Cette Française de 27 ans, mère de quatre enfants, a accompagné son mari combattre dans les rangs du groupe Etat islamique. Elle a été arrêtée durant l'été 2017 à Mossoul. Elle a été condamnée en février à sept mois de prison pour entrée "illégale" en Irak. Mais la cour de cassation irakienne a réexaminé son dossier et Mélina Boughedir est rejugée depuis le 2 mai, cette fois pour "terrorisme". Une prochaine audience est prévue dimanche 3 juin.

"Elle est jugée sur les lieux de ses exactions"

"Madame Boughedir est une combattante. Quand on va à Mossoul en 2016, c'est pour combattre et donc elle est jugée sur les lieux de ses exactions. C'est la logique normale. Elle a combattu contre les unités irakiennes, elle est jugée en Irak", a déclaré Jean-Yves Le Drian à la chaîne d'information en continu LCI.

 "Nous n'avons pas vocation à nous mêler des jugements" mais "nous condamnons totalement la peine de mort" et "nous souhaitons qu'elle ne soit pas appliquée en Irak", a-t-il ajouté, alors que Mélina Boughedir risque la peine capitale.

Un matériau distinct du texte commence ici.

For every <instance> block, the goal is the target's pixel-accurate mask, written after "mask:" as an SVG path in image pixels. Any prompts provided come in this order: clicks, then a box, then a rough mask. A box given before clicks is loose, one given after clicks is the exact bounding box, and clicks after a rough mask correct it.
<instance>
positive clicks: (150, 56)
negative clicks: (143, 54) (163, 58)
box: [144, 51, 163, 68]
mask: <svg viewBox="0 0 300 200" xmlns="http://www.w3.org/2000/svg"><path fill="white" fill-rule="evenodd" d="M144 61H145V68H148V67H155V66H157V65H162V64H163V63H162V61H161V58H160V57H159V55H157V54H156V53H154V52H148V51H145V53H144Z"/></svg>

"Une ingérence inacceptable"

En réponse, les avocats de la Française, dénoncent, samedi, "un très grave écart de langage délibéré". William Bourdon, Martin Pradel et Vincent Brengarth s'expriment dans une lettre adressée au ministre des Affaires étrangères, consultée par franceinfo puis mise en ligne sur le compte Twitter de l'un des avocats.

"Dans une complaisance indécente avec l’opinion publique, vous avez gravement foulé au pied les principes fondamentaux, la présomption d’innocence, la séparation des pouvoirs, les droits de la défense dont l’exercice est déjà extrêmement entravé", écrit le trio de conseils. 

"Ces déclarations sont d’autant plus graves que notre cliente risque la peine de mort, et que son avocat irakien n’a pas pu prendre connaissance de son dossier, ni la rencontrer en prison avant son procès, poursuivent-ils. Vos déclarations sont aussi dommageables, car il reste probable que son procès soit expéditif." 

Et de conclure : "Personne ne peut douter dans ces circonstances, si une peine lourde était prononcée demain, que celle-ci serait immédiatement mise en relation avec l’ingérence inacceptable dont vous vous êtes rendu responsable."